Voici quelques éléments factuels, pas les fins détails qui donnent sa force au récit. On retrouve la virtuosité narrative, qu’on aime chez cette auteure. Il convient de noter la précision des décors et des ambiances, parisiennes ou creusoises. Au tribunal ou au cabinet de Me Renaud, à la prison de Guéret ou chez les amis de Catherine dans le Creuse, les scènes apparaissent vivantes et naturelles, d’une belle crédibilité. Autre point fort capital, la psychologie des personnages. Avec subtilité, Sylvie Granotier concocte un scénario délicieusement mystérieux, riche en questions et en péripéties. Un roman absolument passionnant.
Jean-François Coatmeur : "Une écharde au cœur"

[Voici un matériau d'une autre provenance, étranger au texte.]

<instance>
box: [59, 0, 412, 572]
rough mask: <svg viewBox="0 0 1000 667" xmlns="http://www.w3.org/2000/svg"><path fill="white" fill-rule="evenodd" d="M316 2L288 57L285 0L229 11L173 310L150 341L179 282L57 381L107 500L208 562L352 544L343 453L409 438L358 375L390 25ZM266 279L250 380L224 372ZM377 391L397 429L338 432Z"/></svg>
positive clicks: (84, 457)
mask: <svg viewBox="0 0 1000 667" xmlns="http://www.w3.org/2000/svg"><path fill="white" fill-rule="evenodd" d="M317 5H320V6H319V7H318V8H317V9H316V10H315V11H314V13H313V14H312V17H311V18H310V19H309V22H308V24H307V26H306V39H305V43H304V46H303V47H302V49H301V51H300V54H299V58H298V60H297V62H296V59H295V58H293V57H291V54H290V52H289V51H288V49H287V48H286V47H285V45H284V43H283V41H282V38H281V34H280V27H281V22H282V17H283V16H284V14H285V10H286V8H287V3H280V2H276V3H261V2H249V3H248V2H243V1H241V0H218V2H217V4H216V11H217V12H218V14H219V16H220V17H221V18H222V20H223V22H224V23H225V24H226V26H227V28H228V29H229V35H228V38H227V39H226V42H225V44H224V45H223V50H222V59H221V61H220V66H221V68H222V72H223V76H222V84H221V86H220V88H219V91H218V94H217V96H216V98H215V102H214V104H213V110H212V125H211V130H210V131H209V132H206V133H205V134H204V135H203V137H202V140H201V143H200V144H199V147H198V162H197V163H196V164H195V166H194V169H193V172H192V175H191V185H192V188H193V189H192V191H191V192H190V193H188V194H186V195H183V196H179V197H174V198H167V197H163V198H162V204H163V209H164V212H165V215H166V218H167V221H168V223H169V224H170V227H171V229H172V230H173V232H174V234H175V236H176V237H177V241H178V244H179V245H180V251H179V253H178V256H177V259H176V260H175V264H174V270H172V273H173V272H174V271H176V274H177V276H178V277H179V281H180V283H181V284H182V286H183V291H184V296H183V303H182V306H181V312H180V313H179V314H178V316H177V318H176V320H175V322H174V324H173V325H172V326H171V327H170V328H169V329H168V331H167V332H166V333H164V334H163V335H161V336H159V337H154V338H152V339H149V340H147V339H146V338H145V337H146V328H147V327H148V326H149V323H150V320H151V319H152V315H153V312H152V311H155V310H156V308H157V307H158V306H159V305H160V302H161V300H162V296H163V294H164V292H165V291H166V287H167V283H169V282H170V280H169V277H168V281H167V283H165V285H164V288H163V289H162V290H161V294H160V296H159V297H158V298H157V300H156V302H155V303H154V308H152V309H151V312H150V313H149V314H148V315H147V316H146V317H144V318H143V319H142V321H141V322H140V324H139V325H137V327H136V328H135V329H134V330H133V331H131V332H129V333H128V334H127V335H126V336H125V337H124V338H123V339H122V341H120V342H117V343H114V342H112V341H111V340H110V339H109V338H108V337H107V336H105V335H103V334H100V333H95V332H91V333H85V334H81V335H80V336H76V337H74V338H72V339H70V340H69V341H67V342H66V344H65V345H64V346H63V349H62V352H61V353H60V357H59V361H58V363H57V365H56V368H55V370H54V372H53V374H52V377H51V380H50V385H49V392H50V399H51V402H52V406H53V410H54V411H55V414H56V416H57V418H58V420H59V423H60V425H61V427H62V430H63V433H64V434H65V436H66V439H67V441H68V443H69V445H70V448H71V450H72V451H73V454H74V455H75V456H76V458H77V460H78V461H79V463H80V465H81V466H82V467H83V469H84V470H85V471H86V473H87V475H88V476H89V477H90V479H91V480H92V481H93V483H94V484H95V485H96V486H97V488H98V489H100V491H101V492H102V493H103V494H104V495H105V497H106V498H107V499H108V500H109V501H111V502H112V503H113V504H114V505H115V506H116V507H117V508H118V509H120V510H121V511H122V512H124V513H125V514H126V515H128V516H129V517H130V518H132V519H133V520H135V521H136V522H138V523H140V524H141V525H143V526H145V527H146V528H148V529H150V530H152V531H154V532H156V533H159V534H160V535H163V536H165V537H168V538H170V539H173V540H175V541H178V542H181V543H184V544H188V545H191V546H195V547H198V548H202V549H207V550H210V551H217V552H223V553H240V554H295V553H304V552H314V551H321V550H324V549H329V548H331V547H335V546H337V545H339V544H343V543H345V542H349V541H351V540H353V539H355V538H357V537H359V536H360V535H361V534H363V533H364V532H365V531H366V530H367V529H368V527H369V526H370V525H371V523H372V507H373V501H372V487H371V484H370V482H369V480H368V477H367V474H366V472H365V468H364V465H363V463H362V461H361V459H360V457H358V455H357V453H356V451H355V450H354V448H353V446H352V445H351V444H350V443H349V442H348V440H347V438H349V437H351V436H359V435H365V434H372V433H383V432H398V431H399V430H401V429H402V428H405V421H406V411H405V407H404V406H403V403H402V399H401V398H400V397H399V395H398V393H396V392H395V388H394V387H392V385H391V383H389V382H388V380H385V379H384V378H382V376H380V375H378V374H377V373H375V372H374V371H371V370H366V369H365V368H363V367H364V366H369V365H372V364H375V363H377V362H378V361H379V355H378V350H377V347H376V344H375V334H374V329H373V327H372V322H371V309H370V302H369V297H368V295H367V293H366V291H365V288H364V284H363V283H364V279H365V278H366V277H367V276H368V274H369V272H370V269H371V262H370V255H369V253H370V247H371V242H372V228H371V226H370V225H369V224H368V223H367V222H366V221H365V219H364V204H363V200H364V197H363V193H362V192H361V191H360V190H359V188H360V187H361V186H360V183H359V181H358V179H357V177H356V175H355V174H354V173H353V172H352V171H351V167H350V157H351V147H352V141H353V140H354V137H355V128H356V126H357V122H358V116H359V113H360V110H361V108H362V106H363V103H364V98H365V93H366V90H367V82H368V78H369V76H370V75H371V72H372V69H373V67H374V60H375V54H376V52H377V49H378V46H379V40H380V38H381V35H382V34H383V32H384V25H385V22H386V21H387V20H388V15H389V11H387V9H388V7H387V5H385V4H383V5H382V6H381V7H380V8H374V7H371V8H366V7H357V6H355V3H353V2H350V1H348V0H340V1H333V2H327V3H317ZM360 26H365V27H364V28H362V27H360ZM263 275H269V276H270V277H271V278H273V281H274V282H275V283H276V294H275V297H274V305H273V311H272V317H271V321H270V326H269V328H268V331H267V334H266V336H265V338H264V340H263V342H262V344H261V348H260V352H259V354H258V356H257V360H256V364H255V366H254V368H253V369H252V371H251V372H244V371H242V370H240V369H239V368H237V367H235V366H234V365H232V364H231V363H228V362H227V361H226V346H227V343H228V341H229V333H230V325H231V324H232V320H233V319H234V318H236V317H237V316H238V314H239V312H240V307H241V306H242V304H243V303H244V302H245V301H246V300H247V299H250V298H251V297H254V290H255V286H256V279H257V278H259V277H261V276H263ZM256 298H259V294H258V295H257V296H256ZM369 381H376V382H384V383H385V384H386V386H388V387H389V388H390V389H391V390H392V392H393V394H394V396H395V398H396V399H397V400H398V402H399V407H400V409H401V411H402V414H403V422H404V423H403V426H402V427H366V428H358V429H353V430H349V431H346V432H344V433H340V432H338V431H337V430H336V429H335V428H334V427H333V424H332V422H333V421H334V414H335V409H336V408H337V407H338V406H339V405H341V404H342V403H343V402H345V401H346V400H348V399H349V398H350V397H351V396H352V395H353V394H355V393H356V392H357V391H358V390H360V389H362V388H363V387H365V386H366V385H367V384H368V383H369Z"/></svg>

Disculpé par un non-lieu, le quadragénaire Gwen Malinec est libre après deux ans et demi de prison. Il reste en contact avec sa compagne Nicole, qui s’occupe de leur fille Justine. Il est préférable que Gwen ne revoit pas Antoine, 17 ans, fils adoptif de Nicole, à cause de qui il fut incarcéré. C’est dans la maison de sa défunte mère, à Pouldavid près de Douarnenez, que Gwen va s’installer avec son chien Argo. Alors qu’il approche de sa destination, une ombre fantomatique surgit dans la nuit. Ayant été agressée alors qu’elle se baignait dans une crique voisine, une jeune femme cherche du secours. Gwen accepte d’héberger Mara, 28 ans. Sa première version des faits apparaît douteuse. En effet, elle oublie volontairement de préciser qu’elle se trouvait cette nuit-là avec son amant Yvan. Gendre d’un puissant élu local, celui-ci n’est pas intervenu. Croyant que Mara s’est noyée, il laisse toutefois un ultime message sur son répondeur.

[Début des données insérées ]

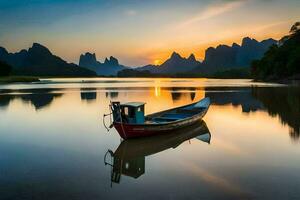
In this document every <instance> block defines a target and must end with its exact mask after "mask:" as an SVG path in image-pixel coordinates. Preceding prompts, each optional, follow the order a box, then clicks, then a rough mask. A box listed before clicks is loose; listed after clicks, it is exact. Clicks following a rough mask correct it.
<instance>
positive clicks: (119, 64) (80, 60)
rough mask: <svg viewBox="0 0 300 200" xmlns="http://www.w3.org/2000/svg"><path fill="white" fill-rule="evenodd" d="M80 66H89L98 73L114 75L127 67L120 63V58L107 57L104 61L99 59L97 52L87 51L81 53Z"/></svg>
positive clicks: (83, 66)
mask: <svg viewBox="0 0 300 200" xmlns="http://www.w3.org/2000/svg"><path fill="white" fill-rule="evenodd" d="M79 66H81V67H85V68H88V69H90V70H93V71H95V72H96V73H97V75H106V76H110V75H111V76H113V75H117V73H118V72H119V71H121V70H124V69H127V68H128V67H125V66H124V65H120V64H119V61H118V59H116V58H115V57H113V56H110V58H105V61H104V63H101V62H100V61H97V59H96V54H95V53H93V54H92V53H89V52H87V53H85V54H82V55H80V59H79Z"/></svg>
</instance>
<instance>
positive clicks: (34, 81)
mask: <svg viewBox="0 0 300 200" xmlns="http://www.w3.org/2000/svg"><path fill="white" fill-rule="evenodd" d="M39 81H40V79H39V78H38V77H34V76H3V77H0V84H8V83H33V82H39Z"/></svg>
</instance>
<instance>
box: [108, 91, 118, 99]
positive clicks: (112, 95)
mask: <svg viewBox="0 0 300 200" xmlns="http://www.w3.org/2000/svg"><path fill="white" fill-rule="evenodd" d="M105 96H106V98H109V99H116V98H118V96H119V92H117V91H113V92H106V93H105Z"/></svg>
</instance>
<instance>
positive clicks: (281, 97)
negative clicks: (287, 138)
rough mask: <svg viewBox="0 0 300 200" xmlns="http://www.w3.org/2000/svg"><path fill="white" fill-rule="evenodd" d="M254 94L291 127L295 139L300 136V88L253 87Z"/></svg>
mask: <svg viewBox="0 0 300 200" xmlns="http://www.w3.org/2000/svg"><path fill="white" fill-rule="evenodd" d="M252 95H253V97H255V98H256V99H257V100H259V101H260V102H261V103H262V104H263V106H264V107H265V108H266V110H267V111H268V114H269V115H270V116H272V117H275V116H277V115H278V116H279V118H280V120H281V122H282V123H283V124H284V125H286V124H287V125H288V126H289V127H290V136H291V138H292V139H293V140H299V138H300V89H299V88H298V87H286V88H284V89H283V88H253V89H252Z"/></svg>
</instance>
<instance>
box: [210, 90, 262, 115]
mask: <svg viewBox="0 0 300 200" xmlns="http://www.w3.org/2000/svg"><path fill="white" fill-rule="evenodd" d="M251 91H252V90H251V89H249V88H248V89H239V90H237V89H232V88H226V89H224V88H223V89H222V90H218V88H215V89H214V90H211V89H209V91H206V92H205V97H209V98H210V99H211V102H212V104H215V105H226V104H232V105H233V106H239V105H240V106H241V107H242V112H246V113H249V112H250V111H252V112H254V111H257V110H262V109H263V105H262V103H261V102H260V101H259V100H257V99H256V98H255V97H253V96H252V93H251Z"/></svg>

Ayant été averti qu’Antoine a fait une fugue, Gwen pousse Mara à lui confier la vraie version de sa mésaventure. Elle possède peu de renseignements sur Yvan, sauf qu’il est vaguement prof de dessin. Ce n’est pas lui qui l’a agressé dans l’eau, Mara en est certaine. Elle finit par admettre avoir été contactée par un inconnu, afin de piéger son amant. À la fois, elle fut contrainte d’accepter car on menaçait son fils hospitalisé, et elle ne pouvait refuser la jolie somme promise. Ce qui n’explique pas pourquoi c’est elle qui a été victime d’une agression. Par son ancien instituteur, Gwen envisage l’éventualité qu’Yvan soit un de ses ex-copains de classe. Septuagénaire, Guillaume fut le voisin et l’ami de Gwen. Aujourd’hui en maison de retraite, il réclame avec insistance que Gwen et Nicole lui rendent visite. Son état frisant le délire inquiète le couple, qui ne comprend pas sa manière de les rejeter. On est toujours sans nouvelle du jeune Antoine...
Il ne viendrait à l’idée de personne de contester la qualité supérieure d’un roman de Jean-François Coatmeur. Ses suspenses se savourent pour plusieurs raisons. La densité de l’intrigue constitue évidemment le premier atout. Il le démontre une fois de plus ici. Grâce à des personnages complexes aux secrets inexprimés, grâce à des situations gardant une large part d’ombre, le lecteur avance sur un chemin incertain. L’auteur est le seul maître du labyrinthe où il nous a entraînés.